According to a 2016 Times of Israel article, the limestone commode was found inside a chamber of the Iron Age city’s monumental six-chambered gate that served as a shrine. There, archaeologists found small altars, the horned corners of which had been smashed, and a toilet that had been erected in a corner of the room.
The Bible mentions such “desecration” of altars to false gods in 2 Kings 10:27, stating that the Israelite king’s men “broke down the pillar of Baal, and broke down the house of Baal, and made it a draught-house, unto this day.”
According to Israel Antiquities Authority (IAA) archaeologists Sa’ar Ganor and Igor Kreimerman, however, the toilet was symbolic in nature.
“Laboratory tests we conducted in the spot where the stone toilet was placed suggest it was never used,” Ganor said in an IAA press release. “Hence, we can conclude that the placement of the toilet was symbolic, after which the holy of holies was sealed, until the site was destroyed.”
Qumran
Every Israeli youngster is presented with the classic children’s book, “Sir HaSirim” (Pot of Pots), a play on the biblical “Shir HaShirim” or Song of Songs. In it, a toddler learns that defecation is a normal bodily function. This is something the Qumran Essenes — as described by Jewish-Roman historian Josephus Flavius — apparently found difficult to reconcile.
Citing Josephus’s Jewish War, a 2009 Biblical Archaeology Review article notes, “Josephus insists that Essenes refrain from defecating on the Sabbath, and on other days relieve themselves by digging a pit with the hatchet given to initiates.” A toilet found by the Dominican Catholic priest Roland de Vaux, who led the excavations at Qumran between 1951 and 1956, is the crux of debate.
According to the article, the toilet in question is a “terracotta pipe set into a bottomless receptacle made of unbaked clay that was surrounded with coarse dirt,” a type of construction that is common elsewhere in the Mediterranean circa 2,000 years ago. The archaeologists assume that a seat of wood or stone was built over the open pipe, and the waste was buried underground.
This permanent toilet appears to contradict Josephus’s description of defecation far from the compound. Scholars a few decades later discovered a way to reconcile the two: In 2006, a team of archaeologists found that the Essene Qumran settlers “may have been done in by its own scrupulous toilet habits,” according to an article in The Independent.
The settlers “rejected the common Bedouin practice of relieving themselves in the open.
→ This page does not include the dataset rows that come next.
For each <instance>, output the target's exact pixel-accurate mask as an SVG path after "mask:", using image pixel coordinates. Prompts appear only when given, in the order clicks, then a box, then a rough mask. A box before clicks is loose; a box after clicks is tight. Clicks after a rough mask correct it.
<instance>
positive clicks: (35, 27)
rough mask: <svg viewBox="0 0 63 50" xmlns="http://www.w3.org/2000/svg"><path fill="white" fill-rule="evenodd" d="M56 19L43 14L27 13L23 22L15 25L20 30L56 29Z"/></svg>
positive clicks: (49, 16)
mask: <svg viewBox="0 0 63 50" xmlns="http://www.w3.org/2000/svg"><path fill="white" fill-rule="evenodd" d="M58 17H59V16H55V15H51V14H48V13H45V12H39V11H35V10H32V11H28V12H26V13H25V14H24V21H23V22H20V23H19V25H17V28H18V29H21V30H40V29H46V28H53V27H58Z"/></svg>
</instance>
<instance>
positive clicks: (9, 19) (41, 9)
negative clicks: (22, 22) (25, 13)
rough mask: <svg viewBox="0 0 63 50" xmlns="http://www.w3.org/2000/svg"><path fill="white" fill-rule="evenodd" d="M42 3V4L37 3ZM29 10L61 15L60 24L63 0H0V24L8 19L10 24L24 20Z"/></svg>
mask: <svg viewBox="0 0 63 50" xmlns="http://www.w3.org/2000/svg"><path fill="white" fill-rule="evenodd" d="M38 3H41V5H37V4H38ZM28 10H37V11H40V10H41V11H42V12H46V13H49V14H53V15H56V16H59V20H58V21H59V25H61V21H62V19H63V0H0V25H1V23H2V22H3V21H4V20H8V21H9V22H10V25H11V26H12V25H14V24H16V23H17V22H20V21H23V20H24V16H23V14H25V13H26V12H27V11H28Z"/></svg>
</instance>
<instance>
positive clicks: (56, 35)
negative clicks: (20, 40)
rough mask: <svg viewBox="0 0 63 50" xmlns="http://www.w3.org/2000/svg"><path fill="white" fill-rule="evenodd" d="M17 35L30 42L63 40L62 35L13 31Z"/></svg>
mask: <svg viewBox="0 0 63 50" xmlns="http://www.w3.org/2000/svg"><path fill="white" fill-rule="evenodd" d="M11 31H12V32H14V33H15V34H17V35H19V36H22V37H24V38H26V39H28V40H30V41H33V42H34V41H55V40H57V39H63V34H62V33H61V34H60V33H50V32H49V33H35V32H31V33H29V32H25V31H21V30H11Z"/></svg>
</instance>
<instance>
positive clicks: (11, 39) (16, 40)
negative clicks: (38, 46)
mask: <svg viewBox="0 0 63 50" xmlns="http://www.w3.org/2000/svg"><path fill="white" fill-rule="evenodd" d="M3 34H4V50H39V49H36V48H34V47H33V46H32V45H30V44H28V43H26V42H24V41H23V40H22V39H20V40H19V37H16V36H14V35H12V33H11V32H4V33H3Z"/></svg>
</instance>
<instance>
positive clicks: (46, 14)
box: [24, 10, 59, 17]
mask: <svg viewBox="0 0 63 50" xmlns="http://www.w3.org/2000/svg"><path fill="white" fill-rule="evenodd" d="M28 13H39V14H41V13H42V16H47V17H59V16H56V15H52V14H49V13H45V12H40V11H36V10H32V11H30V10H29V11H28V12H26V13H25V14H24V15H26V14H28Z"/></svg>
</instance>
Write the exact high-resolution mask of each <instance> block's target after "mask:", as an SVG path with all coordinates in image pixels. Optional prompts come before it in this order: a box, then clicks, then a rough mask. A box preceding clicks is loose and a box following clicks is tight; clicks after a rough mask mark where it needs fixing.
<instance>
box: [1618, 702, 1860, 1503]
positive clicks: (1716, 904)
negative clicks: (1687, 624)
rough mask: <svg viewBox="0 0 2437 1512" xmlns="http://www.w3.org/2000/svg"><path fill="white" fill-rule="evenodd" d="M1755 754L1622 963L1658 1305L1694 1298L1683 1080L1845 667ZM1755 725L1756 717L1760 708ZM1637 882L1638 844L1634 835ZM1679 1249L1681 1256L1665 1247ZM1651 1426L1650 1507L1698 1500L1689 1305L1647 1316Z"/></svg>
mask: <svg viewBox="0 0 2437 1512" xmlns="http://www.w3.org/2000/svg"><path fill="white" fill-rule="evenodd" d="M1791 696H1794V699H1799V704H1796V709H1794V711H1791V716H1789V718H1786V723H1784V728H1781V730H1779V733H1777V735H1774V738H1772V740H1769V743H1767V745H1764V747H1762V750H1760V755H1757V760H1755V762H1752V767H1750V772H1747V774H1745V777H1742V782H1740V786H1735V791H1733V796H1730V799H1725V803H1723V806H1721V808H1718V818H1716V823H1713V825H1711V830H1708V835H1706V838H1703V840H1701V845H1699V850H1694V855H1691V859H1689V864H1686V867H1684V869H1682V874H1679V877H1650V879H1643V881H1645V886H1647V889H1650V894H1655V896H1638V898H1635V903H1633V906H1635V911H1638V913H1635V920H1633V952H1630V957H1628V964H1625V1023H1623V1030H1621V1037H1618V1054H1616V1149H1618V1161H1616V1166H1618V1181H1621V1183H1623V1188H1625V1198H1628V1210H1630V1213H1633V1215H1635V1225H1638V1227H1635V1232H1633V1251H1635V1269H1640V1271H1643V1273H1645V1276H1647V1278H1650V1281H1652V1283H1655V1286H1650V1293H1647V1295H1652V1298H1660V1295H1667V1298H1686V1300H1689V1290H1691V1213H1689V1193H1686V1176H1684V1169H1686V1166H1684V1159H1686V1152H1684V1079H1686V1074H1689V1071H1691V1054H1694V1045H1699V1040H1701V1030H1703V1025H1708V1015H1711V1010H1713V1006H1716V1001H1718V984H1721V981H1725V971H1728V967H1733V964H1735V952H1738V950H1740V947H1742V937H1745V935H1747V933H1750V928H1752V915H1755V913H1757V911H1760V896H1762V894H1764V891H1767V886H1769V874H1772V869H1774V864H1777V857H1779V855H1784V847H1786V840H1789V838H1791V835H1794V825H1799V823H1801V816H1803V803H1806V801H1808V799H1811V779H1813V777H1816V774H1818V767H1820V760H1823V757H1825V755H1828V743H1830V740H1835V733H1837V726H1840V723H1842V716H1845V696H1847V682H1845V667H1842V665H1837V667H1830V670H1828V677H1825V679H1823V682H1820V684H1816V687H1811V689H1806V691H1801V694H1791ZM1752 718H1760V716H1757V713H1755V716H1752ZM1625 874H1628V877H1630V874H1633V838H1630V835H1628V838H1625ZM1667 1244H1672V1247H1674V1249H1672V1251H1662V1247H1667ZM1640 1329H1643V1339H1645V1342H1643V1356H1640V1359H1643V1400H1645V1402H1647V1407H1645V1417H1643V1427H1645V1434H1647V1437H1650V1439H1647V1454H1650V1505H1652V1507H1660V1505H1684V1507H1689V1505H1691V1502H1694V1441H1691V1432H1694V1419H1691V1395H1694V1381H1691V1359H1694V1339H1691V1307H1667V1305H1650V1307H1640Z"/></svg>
Instead, they assigned a dumping ground about half a mile from their community and buried their waste there, believing the practice to be more hygienic,” writes the article.
Unfortunately, this precaution was counterproductive: parasites and harmful bacteria that would have been killed in the area’s harsh sun instead thrived under ground, infecting the residents as they walked to and from the settlement — and especially in the water cisterns designated for special purification.
As described in 2006 by Nature, Hebrew University of Jerusalem palaeopathologist Joe Zias dug at Qumran where he thought their toilet should be, and gathered soil samples.
Nature states that geography worked against the Essenes: the pool in which they cleansed themselves following defecation was filled with stagnant winter rain run-off.
“Had they been living in Jericho, 14 kilometers (some 8.5 miles) to the north, where one finds fresh spring water, or in other sites whereby one has an oasis, they would have lived quite well,” Zias said.
His partner, James Tabor of the University of North Carolina, told the Los Angeles Times in 2006 that he finds this “terribly sad.”
“They were so dedicated and had such a strenuous lifestyle, but they were probably lowering their life expectancy and ruining their health in an effort to do what is right,” said Tabor.